Trente deuxième spectre — L’Éclaireur
Pour icelles et iceux qui ne connaissent pas mes Spectres, je précise qu'il s'agit de nouvelles relatant les petites histoires de petites gens filant dans les dédales de la grande Histoire.
Ce sont des textes intéressants (ou pas) qu'il convient de lire calmement, en les sirotant et surtout, en se gardant de commencer par la fin où apparaît la clé, la révélation ; sachez jouir de votre plaisir de lire.
Trente-deuxième spectre — L’Éclaireur
Dédicace de circonstance : à min fu et commentateur émérite : Jean-Loup Werewolf
« Première règle de cohabitation avec un loup : attendez-vous à l'inattendu »
(Mark Rowlands, le Philosophe et le Loup)
Quand les chasseurs arrivèrent enfin au bout de leur montée, leurs éclaireurs leur firent signe de venir les rejoindre discrètement derrière un muret de rochers. Au-delà, une vaste prairie s'étendait jusqu'à l'orée d'une forêt et sur leur droite, elle culminait en falaise sur un précipice au fond duquel bouillonnait le torrent qu'ils avaient longé pendant une grande partie de leur ascension.
À mi-chemin de leur observatoire et des bois, trois grands fauves bruns s'agitaient dans une étrange cérémonie.
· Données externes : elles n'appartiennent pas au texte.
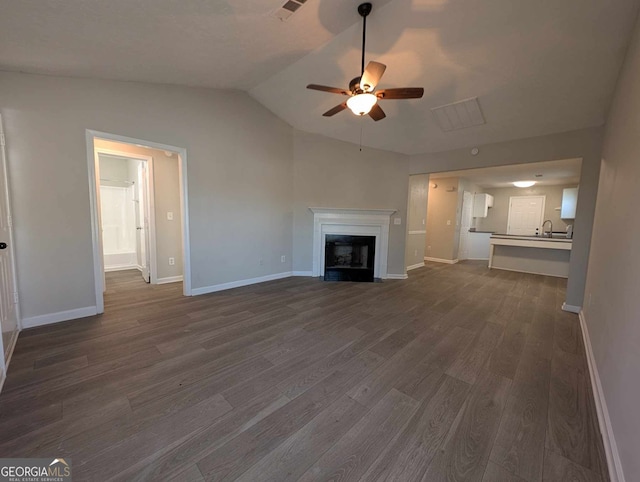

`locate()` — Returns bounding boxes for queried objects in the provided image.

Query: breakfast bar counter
[489,234,572,278]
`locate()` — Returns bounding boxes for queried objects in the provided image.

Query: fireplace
[324,234,376,282]
[309,208,396,280]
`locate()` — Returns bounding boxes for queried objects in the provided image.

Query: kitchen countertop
[491,233,573,243]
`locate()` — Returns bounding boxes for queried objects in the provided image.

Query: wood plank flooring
[0,262,609,482]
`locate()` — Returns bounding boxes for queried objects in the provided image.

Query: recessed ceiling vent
[431,97,486,132]
[271,0,307,22]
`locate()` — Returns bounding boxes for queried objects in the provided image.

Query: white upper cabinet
[473,193,493,218]
[560,187,578,219]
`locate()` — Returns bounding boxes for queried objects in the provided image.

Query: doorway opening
[507,196,546,236]
[87,130,191,313]
[95,149,154,285]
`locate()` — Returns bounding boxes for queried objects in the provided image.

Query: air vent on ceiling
[271,0,307,22]
[431,97,486,132]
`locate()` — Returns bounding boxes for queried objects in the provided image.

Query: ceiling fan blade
[307,84,351,95]
[360,61,387,92]
[369,104,387,121]
[322,102,347,117]
[376,87,424,100]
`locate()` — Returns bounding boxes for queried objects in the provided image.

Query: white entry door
[135,161,151,283]
[0,117,19,376]
[507,196,545,236]
[458,191,473,261]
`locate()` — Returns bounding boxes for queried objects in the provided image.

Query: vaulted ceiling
[0,0,639,154]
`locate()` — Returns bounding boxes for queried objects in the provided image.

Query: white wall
[425,177,462,261]
[476,184,576,233]
[405,174,429,266]
[293,130,409,274]
[580,9,640,482]
[409,127,603,306]
[0,72,290,318]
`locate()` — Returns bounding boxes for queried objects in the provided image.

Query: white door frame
[95,147,158,282]
[507,194,547,234]
[85,129,191,313]
[458,191,473,261]
[0,115,22,391]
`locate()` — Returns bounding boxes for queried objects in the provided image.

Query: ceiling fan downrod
[358,2,373,77]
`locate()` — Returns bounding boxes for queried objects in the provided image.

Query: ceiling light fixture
[347,93,378,115]
[513,181,536,187]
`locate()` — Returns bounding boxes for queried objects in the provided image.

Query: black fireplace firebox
[324,234,376,282]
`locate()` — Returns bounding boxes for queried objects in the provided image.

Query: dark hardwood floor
[0,262,608,482]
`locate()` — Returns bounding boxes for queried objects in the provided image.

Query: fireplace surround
[309,207,396,279]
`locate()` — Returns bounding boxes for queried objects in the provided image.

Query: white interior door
[0,117,19,372]
[136,162,151,283]
[458,191,473,260]
[507,196,545,236]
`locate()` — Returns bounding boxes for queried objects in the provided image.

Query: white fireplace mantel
[309,207,396,279]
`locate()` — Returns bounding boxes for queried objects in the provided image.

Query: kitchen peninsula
[489,234,572,278]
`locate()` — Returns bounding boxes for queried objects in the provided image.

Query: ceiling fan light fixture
[347,93,378,115]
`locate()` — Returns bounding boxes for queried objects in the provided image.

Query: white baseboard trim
[385,273,409,279]
[104,264,139,273]
[22,306,98,329]
[156,275,182,285]
[0,330,20,393]
[191,271,292,296]
[490,266,568,279]
[424,256,458,264]
[578,310,625,482]
[562,301,582,314]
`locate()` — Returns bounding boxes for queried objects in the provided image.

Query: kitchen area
[416,159,581,278]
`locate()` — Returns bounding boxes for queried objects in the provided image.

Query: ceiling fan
[307,2,424,121]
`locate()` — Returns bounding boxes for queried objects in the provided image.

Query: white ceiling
[0,0,389,90]
[429,159,582,188]
[0,0,639,154]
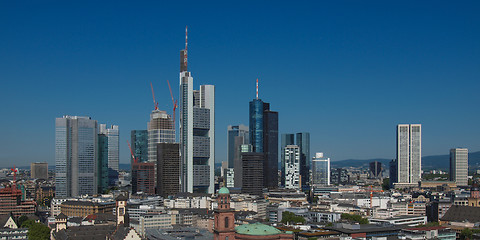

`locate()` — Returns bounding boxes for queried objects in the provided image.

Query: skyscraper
[397,124,422,184]
[283,145,301,189]
[147,109,175,163]
[30,162,48,180]
[130,130,148,163]
[312,152,330,186]
[249,79,278,189]
[281,132,310,187]
[55,116,98,197]
[179,27,215,193]
[296,132,311,186]
[157,143,180,197]
[450,148,468,186]
[227,124,249,168]
[99,124,120,186]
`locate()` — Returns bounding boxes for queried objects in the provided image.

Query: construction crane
[150,82,158,110]
[167,79,178,129]
[127,140,138,163]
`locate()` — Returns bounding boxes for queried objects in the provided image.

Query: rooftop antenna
[183,26,188,71]
[257,78,258,100]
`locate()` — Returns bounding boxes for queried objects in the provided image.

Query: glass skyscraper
[312,153,330,186]
[99,124,120,186]
[227,124,249,168]
[249,96,278,189]
[55,116,98,197]
[130,130,148,164]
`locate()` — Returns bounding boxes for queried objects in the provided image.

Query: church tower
[213,187,235,240]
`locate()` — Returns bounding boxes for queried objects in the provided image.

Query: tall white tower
[450,148,468,186]
[179,27,215,193]
[397,124,422,184]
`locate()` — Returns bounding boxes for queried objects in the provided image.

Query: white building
[395,124,422,184]
[179,28,215,193]
[312,152,330,186]
[284,145,301,189]
[450,148,468,186]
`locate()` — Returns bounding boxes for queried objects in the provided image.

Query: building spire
[257,78,258,100]
[183,26,188,70]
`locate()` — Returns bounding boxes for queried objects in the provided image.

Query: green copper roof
[218,187,230,194]
[235,223,282,236]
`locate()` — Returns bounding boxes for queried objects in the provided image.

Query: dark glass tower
[248,98,278,189]
[130,130,148,164]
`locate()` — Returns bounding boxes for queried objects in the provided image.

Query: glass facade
[130,130,148,164]
[249,99,263,152]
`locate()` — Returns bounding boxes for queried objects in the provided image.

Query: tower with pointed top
[249,79,278,189]
[179,28,215,193]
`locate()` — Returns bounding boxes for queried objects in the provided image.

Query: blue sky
[0,1,480,166]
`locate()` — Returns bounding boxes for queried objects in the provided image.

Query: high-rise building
[283,145,301,189]
[370,161,382,179]
[296,132,311,186]
[280,133,295,186]
[312,152,330,186]
[157,143,180,197]
[249,80,278,189]
[397,124,422,184]
[450,148,468,186]
[281,132,310,187]
[55,116,98,197]
[132,162,155,195]
[99,124,120,186]
[179,28,215,193]
[30,162,48,180]
[130,130,148,164]
[233,142,253,188]
[242,152,265,196]
[227,124,249,168]
[147,109,175,163]
[97,134,109,193]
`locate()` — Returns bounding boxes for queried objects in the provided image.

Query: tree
[282,211,305,224]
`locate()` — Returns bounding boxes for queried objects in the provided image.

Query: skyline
[0,1,480,167]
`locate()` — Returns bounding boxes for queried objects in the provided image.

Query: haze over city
[0,1,480,166]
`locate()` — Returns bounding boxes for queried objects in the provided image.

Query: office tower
[30,162,48,180]
[397,124,422,184]
[450,148,468,186]
[249,79,278,189]
[55,116,98,197]
[283,145,301,189]
[147,109,175,163]
[233,142,253,188]
[389,159,398,188]
[130,130,148,164]
[227,124,249,168]
[99,124,120,186]
[370,161,382,179]
[296,132,311,186]
[241,152,265,196]
[280,133,295,187]
[312,152,330,186]
[157,143,180,197]
[179,28,215,193]
[97,134,109,193]
[132,162,155,195]
[330,168,350,185]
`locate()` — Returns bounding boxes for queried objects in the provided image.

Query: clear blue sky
[0,1,480,166]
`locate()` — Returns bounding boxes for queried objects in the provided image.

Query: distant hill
[331,151,480,170]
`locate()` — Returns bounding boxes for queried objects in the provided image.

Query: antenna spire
[183,26,188,69]
[257,78,258,100]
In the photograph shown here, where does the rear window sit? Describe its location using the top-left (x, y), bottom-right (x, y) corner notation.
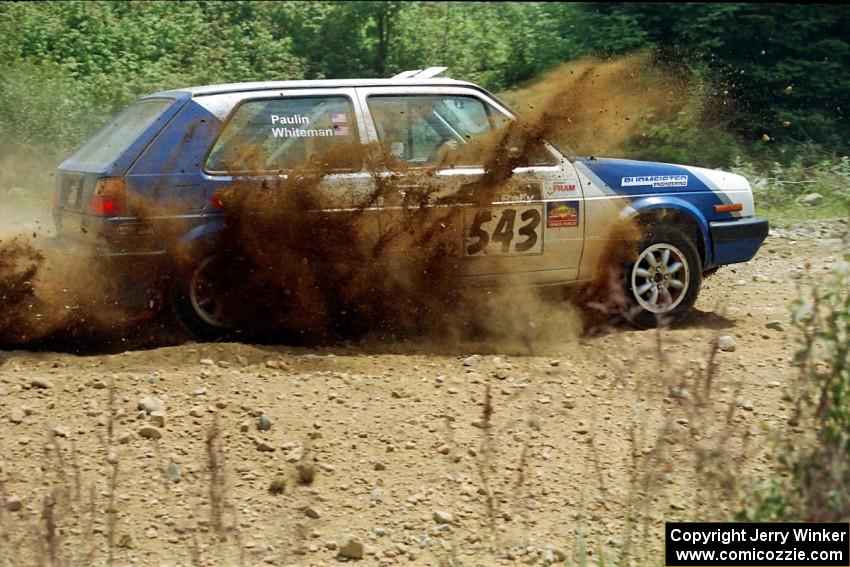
top-left (70, 99), bottom-right (174, 168)
top-left (206, 96), bottom-right (361, 173)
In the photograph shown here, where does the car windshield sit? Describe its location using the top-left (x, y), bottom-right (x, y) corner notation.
top-left (71, 99), bottom-right (174, 168)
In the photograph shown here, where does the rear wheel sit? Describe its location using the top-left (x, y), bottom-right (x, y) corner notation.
top-left (172, 255), bottom-right (235, 340)
top-left (625, 226), bottom-right (702, 328)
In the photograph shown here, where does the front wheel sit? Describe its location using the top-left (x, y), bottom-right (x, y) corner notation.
top-left (172, 255), bottom-right (235, 340)
top-left (625, 226), bottom-right (702, 328)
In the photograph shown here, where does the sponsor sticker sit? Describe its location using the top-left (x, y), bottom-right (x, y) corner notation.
top-left (620, 175), bottom-right (688, 187)
top-left (546, 201), bottom-right (579, 228)
top-left (552, 183), bottom-right (576, 193)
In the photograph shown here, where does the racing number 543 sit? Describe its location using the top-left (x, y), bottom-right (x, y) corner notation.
top-left (466, 207), bottom-right (543, 256)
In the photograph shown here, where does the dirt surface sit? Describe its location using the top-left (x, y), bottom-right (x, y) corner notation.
top-left (0, 220), bottom-right (848, 566)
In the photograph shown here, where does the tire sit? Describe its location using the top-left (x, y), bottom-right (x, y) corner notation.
top-left (624, 225), bottom-right (702, 329)
top-left (171, 255), bottom-right (236, 340)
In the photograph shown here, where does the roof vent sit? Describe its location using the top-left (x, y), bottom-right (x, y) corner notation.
top-left (393, 67), bottom-right (448, 79)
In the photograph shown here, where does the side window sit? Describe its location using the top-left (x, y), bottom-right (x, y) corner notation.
top-left (368, 95), bottom-right (505, 166)
top-left (205, 96), bottom-right (361, 172)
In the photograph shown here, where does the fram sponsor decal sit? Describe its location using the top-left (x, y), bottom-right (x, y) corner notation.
top-left (546, 201), bottom-right (579, 228)
top-left (620, 175), bottom-right (688, 187)
top-left (552, 183), bottom-right (576, 193)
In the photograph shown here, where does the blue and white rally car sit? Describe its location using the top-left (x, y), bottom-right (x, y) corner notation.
top-left (54, 68), bottom-right (768, 337)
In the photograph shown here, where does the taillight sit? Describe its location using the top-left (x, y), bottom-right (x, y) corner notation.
top-left (91, 177), bottom-right (126, 217)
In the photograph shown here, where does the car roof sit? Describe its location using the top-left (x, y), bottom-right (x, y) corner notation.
top-left (149, 77), bottom-right (486, 96)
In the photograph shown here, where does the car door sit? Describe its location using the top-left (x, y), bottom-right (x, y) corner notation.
top-left (205, 88), bottom-right (379, 246)
top-left (357, 86), bottom-right (584, 284)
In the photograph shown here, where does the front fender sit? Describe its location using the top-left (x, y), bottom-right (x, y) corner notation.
top-left (620, 195), bottom-right (714, 268)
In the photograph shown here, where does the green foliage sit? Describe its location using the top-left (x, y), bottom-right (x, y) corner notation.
top-left (0, 2), bottom-right (304, 153)
top-left (628, 84), bottom-right (742, 167)
top-left (0, 0), bottom-right (850, 171)
top-left (731, 156), bottom-right (850, 218)
top-left (588, 3), bottom-right (850, 159)
top-left (738, 256), bottom-right (850, 522)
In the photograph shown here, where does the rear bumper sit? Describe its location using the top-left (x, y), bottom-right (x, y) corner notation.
top-left (43, 236), bottom-right (166, 258)
top-left (708, 217), bottom-right (770, 266)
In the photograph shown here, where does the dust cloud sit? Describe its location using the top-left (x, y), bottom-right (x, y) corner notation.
top-left (0, 55), bottom-right (687, 352)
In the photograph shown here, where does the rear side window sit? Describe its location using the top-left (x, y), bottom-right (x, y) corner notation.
top-left (368, 95), bottom-right (504, 165)
top-left (70, 99), bottom-right (174, 169)
top-left (206, 96), bottom-right (361, 173)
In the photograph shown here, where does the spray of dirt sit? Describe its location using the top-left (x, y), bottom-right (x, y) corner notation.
top-left (0, 56), bottom-right (685, 350)
top-left (501, 53), bottom-right (693, 157)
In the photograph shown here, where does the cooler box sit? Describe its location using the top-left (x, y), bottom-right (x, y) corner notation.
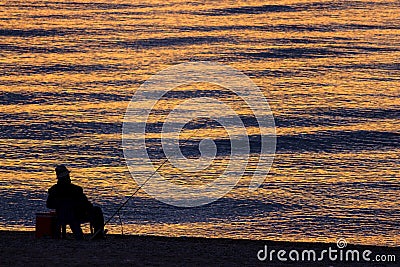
top-left (35, 212), bottom-right (60, 238)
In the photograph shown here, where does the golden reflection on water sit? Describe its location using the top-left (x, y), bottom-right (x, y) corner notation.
top-left (0, 0), bottom-right (400, 245)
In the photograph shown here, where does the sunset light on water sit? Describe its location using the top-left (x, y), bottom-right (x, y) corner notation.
top-left (0, 0), bottom-right (400, 249)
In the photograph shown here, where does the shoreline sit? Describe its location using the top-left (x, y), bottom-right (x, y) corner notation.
top-left (0, 230), bottom-right (400, 266)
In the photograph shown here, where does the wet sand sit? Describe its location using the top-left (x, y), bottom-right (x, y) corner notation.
top-left (0, 231), bottom-right (400, 266)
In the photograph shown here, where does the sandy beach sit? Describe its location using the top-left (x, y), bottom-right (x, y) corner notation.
top-left (0, 231), bottom-right (400, 266)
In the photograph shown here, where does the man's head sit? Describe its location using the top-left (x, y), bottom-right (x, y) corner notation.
top-left (56, 165), bottom-right (71, 183)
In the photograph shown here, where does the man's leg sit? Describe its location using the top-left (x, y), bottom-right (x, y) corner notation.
top-left (90, 206), bottom-right (104, 238)
top-left (69, 221), bottom-right (83, 240)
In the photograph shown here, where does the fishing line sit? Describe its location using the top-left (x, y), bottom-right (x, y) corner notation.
top-left (89, 121), bottom-right (207, 240)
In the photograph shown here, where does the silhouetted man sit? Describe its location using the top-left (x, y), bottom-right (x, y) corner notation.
top-left (46, 165), bottom-right (104, 239)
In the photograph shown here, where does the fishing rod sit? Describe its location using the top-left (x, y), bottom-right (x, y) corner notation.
top-left (89, 123), bottom-right (205, 240)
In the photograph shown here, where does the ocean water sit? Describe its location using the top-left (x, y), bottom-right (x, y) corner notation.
top-left (0, 0), bottom-right (400, 246)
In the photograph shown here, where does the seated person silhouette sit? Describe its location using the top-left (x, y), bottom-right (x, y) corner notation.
top-left (46, 165), bottom-right (105, 240)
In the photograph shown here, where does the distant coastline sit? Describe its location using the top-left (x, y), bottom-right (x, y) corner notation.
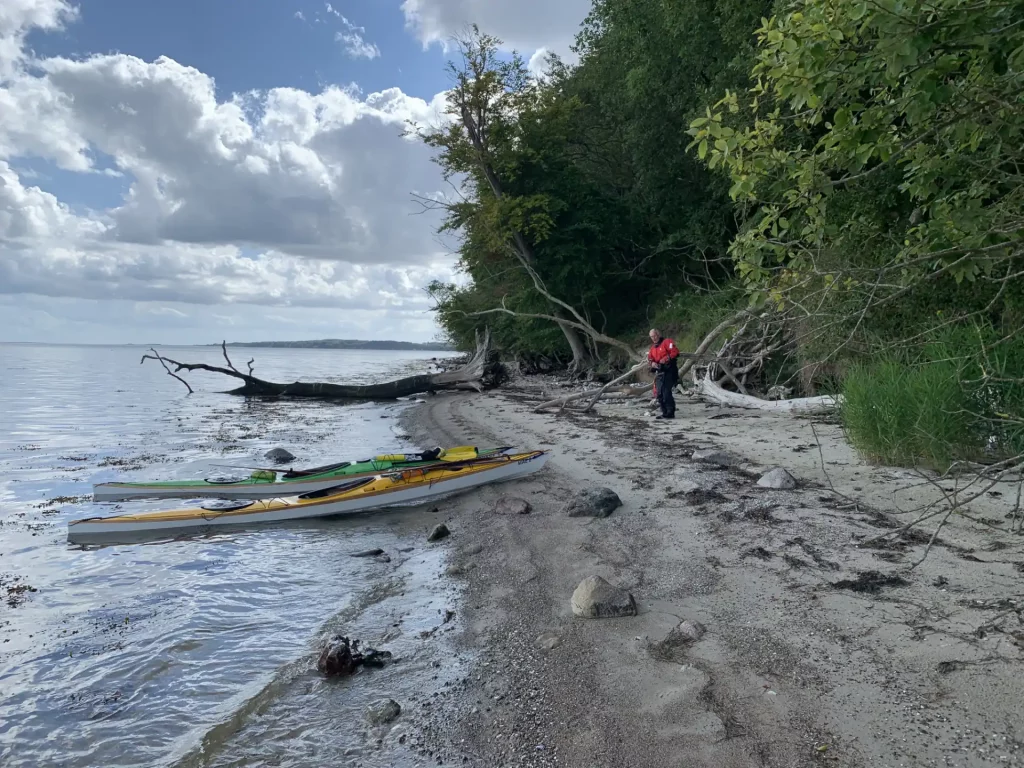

La plupart de ces hommes n'avaient jamais aperçu de tels animaux dont la taille, la force apparente et la souplesse ne laissaient présager rien de bon lors d’un éventuel combat et leur sang se glaça un peu quand leur chef affirma qu'il s'agissait de loups sur le territoire desquels ils seraient parvenus sans le savoir.
...
Ils avaient pourtant pris soin de ne pas franchir le moindre cours d'eau dans leur marche vers le Levant, en amont de la grande vallée où glissait une large rivière qui marquait la frontière ancestrale scindant le pays des hommes de celui des loups et qui, de mémoire d'ancien, n'avait jamais été traversée par les uns ou par les autres depuis de nombreuses générations.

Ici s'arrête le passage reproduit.